Mass Index Indicator
The Mass Index attempts to predict reversals by comparing the trading range (High minus Low) for each period. Reversals are signaled by a bulge in the index line.
The Mass Index was invented by Donald Dorsey.
Trading Signals
The key signal is a reversal bulge. This occurs when the Mass Index (25 period) rises above 27 and falls back below 26.5.
Calculate a 9 day exponential moving average (EMA) of prices:
- Go long if there is a reversal bulge and EMA points downward.
- Go short if there is a reversal bulge and EMA points upward.
Use ATR Trailing Stops to time your entry and Stop Losses on all trades.
Example
FedEx with 25 day Mass Index, and 9 day exponential moving average.

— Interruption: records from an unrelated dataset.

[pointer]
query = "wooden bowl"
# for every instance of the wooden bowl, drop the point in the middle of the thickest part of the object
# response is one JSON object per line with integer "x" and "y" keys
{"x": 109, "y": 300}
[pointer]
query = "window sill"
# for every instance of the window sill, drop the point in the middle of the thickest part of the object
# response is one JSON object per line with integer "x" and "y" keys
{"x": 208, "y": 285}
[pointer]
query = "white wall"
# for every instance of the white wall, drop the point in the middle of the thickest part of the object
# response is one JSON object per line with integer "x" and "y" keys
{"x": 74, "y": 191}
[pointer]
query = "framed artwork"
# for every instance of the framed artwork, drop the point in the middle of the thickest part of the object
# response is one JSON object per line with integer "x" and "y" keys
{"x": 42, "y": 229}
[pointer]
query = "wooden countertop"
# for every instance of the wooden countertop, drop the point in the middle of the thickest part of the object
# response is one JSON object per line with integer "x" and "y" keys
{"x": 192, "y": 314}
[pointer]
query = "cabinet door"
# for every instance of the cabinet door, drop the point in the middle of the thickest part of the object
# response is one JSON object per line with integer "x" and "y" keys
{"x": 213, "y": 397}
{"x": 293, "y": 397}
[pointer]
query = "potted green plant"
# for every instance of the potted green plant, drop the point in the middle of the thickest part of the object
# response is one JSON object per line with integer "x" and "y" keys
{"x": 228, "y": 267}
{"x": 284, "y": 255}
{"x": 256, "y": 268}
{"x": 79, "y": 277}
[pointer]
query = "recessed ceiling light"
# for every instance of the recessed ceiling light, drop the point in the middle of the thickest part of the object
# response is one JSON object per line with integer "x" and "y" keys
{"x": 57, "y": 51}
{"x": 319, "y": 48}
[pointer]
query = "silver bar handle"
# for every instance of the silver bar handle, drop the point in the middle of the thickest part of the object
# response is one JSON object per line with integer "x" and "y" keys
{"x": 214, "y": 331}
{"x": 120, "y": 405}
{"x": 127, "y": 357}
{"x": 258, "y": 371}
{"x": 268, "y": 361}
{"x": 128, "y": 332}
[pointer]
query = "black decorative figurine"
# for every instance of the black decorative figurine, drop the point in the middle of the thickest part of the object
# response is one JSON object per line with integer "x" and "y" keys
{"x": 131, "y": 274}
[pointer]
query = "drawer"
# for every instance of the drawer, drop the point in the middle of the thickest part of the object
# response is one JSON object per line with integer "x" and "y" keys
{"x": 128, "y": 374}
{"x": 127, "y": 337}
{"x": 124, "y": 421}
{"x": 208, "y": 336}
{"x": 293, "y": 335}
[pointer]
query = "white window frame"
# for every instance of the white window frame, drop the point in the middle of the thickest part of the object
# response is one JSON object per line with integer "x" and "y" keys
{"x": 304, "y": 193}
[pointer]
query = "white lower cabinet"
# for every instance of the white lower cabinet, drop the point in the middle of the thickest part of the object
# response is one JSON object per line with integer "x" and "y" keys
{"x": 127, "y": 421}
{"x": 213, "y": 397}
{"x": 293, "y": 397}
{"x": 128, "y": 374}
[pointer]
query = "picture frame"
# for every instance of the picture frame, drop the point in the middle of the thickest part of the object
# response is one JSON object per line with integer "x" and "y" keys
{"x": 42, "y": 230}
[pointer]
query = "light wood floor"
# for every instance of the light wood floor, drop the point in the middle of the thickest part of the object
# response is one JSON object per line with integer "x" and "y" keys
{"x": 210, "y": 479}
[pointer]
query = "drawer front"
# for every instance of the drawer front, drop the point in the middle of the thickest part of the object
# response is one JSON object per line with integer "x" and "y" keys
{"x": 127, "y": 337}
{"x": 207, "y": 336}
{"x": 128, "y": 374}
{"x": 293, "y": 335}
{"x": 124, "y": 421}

Reversal bulges are very infrequent:
- Long signal - Mass index completes a reversal bulge at [1] while the moving average slopes downward. Place a trailing buy-stop above the High of the signal day and move it down above the high of each day until we are stopped in at [L].
Setup
The default settings are:
- indicator window - 25 days
- upper level - 27.0
- lower level - 26.5
To alter the default settings - Edit Indicator Settings. See Indicator Panel for directions on how to set up an indicator.
Formula
To calculate the Mass Index:
- Calculate the range for each period:
High - Low - Calculate a 9 day
exponential moving average of the range:
EMA [H - L] - Calculate a 9 day
exponential moving average of the above:
EMA ( EMA [H - L] ) - Divide the first: EMA by the second:
EMA [H - L] / EMA ( EMA [H - L] ) - Add the values for the selected number of periods (normally 25).